Existe uma passagem de William Faulkner que repito sempre. Ele disse, certa vez, que “para escrever um bom romance alguém precisa de três predicados: imaginação, experiência e observação. Que na falta de um ou até mesmo de dois dos atributos, mesmo assim era possível escrever algo interessante”. Nas universidades ensinam aos estudantes de jornalismo que para produzir uma boa matéria são necessários, também, alguns atributos: um bom assunto, uma capa chamativa e repórteres competentes. Nesta oportunidade, a revista “Isto É” tinha um bom assunto e produziu uma boa capa. Seus repórteres, no entanto, deixaram a competência de lado. Tendo na mão uma instituição com uma história rica, repetiram o que todos estão vendo – o sucesso da Polícia Federal. Não investigaram, não procuram saber ou não quiseram mostrar porque isso está acontecendo.
Na reportagem da “Veja”, dois anos atrás, foi dito – não esqueci – pelo dirigente máximo da PF que “a instituição é composta por três tipos de gente: dez por cento de policiais corruptos e dez por cento de homens combativos e indignados com a corrupção. Os outros 80%, embora honestos, ainda fazem vista grossa aos colegas que cometem delitos”. Na época escrevi que o dirigente deveria saber, devido, principalmente, ao perigo que ronda seu dia-a-dia, que policiais precisam de confiança mútua. Que a seleção deve ser feita pelo Órgão, que tem o dever de selecionar gente de bem – continuo com esta mesma opinião.
Agora a “Isto É” diz, entre outras, que até o ano de 2000 “a PF era vista como uma organização repleta de policiais “chuta portas” e apodrecida pela corrupção”. Diz que “o orçamento ganhou reforço. Saiu de R$ 100 milhões em 1999 para R$ 200 milhões no ano seguinte. Que este ano, o orçamento da PF é de R$ 600 milhões”. Diz que hoje a PF tem 11 mil policiais, tem o apoio de cinco helicópteros, nove aviões, duas dezenas de embarcações e contadas 2.327 viaturas. Diz que antes, as investigações ficavam restritas à burocracia da saleta do delegado e do escrivão. Diz também que a parafernália de investigação de que a PF tem lançado mão inclui equipamentos dignos de filmes de espionagem e que seus policiais são treinados em cursos ministrados por policiais da Alemanha, dos Estados Unidos e da Inglaterra.
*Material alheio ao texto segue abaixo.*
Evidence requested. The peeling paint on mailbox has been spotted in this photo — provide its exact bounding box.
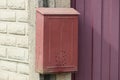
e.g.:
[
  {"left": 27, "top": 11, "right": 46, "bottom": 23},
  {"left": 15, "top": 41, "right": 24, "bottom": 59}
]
[{"left": 36, "top": 8, "right": 79, "bottom": 74}]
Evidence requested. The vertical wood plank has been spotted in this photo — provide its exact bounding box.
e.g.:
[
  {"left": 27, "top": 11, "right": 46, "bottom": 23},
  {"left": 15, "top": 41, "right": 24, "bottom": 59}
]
[
  {"left": 76, "top": 0, "right": 92, "bottom": 80},
  {"left": 110, "top": 0, "right": 119, "bottom": 80},
  {"left": 75, "top": 0, "right": 85, "bottom": 80},
  {"left": 92, "top": 0, "right": 102, "bottom": 80}
]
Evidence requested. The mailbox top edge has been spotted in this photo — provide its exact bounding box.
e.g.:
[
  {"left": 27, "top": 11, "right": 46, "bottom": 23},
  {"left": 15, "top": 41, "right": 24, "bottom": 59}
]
[{"left": 36, "top": 8, "right": 80, "bottom": 15}]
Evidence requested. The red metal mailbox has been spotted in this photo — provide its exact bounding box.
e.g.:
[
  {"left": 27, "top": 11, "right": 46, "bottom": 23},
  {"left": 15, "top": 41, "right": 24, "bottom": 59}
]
[{"left": 36, "top": 8, "right": 79, "bottom": 74}]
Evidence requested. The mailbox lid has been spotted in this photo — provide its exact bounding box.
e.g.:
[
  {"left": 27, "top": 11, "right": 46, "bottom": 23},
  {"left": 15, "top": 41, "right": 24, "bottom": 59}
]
[{"left": 37, "top": 8, "right": 80, "bottom": 15}]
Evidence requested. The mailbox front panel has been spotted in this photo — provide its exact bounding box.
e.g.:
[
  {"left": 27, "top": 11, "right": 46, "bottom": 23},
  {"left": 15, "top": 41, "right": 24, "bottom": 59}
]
[{"left": 43, "top": 16, "right": 78, "bottom": 73}]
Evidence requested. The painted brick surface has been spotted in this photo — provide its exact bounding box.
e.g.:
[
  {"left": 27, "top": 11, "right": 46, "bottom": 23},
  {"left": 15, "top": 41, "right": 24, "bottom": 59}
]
[
  {"left": 0, "top": 61, "right": 17, "bottom": 72},
  {"left": 17, "top": 63, "right": 30, "bottom": 74},
  {"left": 0, "top": 23, "right": 7, "bottom": 33},
  {"left": 7, "top": 23, "right": 26, "bottom": 35},
  {"left": 0, "top": 47, "right": 7, "bottom": 57},
  {"left": 0, "top": 0, "right": 7, "bottom": 8},
  {"left": 0, "top": 0, "right": 70, "bottom": 80}
]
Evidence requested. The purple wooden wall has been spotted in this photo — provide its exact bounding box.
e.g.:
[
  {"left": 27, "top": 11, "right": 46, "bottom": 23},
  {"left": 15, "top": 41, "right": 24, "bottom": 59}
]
[{"left": 72, "top": 0, "right": 120, "bottom": 80}]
As duas revistas disseram muitas coisas. Muitas nos orgulham, algumas me entristecem. Quando essas revistas ou outras quiserem fazer os elogios que a Polícia Federal merece, precisam parar de ofender quem não merece. Precisam saber que antes dessa tecnologia toda, o serviço policial era feito por gente que atravessou o país usando todo tipo de transporte – do lombo do jumento aos prosaicos barcos da Amazônia. Que rios eram atravessados por pioneiros com metralhadoras na cabeça em busca de plantações de maconha e bandidos perigosos. Essas pessoas eram mal remuneradas, não tinham (infelizmente) uma parafernália para apoiá-los, mas deram tudo de si para cumprir suas missões. As revistas precisam parar de utilizar termos como gente corrupta e “chuta porta” a quem deu, repito, seu suor, seu sangue e até a vida para construir o que a Polícia Federal é hoje. Precisam entender que a “tecnologia” da época incluía, quando necessário, o “chuta porta”, da mesma forma que as guerras de antes eram feitas, cara a cara, sem o auxílio de mísseis e radares. O mundo mudou, embora alguns façam questão de não perceber…
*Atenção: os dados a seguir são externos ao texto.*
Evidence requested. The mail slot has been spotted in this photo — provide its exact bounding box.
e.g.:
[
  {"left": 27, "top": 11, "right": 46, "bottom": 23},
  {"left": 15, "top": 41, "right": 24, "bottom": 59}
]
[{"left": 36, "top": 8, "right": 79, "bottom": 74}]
A revista não sabe nem quis perguntar por que hoje é exigido nível superior para ingresso na PF. Não sabe como foi desenvolvido o famoso “Guardião”, como diz ela: um “supersistema de computadores que possibilita a administração de escutas telefônicas”. Não vou entrar em minúcias, mas não resisto a tentação de revelar um detalhe: foi difícil convencer alguns que o Guardião era um projeto importante, que verbas precisavam ser liberadas para dar andamento ao mesmo. Foi gente com bastante tempo na polícia e idealista que concretizou esse supersistema. Essa gente faz parte de uma história que agora estão tentando desprezar. A reportagem diz também que as investigações ficavam restritas a burocracia da saleta do delegado. Alguém precisa dizer para eles que essa prática continua sem atestado de óbito… Que outra gente idealista está pedindo que o jurássico inquérito policial seja de vez enterrado. Que a carreira policial precisa ser implantada com início, meio e fim.
Poderia falar muitas outras coisas, mas vou ficar por aqui. Não quero correr o risco de ser acusado de não estar feliz com o sucesso de uma polícia que, juntamente com muitos outros, ajudei a construir. Tomara que continue o sucesso, tomara que outras revistas divulguem o trabalho espetacular da Polícia Federal. Vou continuar vibrando e, às vezes, até me emocionando. Mas, por favor, respeitem a nossa história. Não respeitá-la, só pode ser iniciativa de gente que não faz parte dela ou não ajudou a construí-la.
PS: O diabo é quem nos informa o que se passa por debaixo da mesa.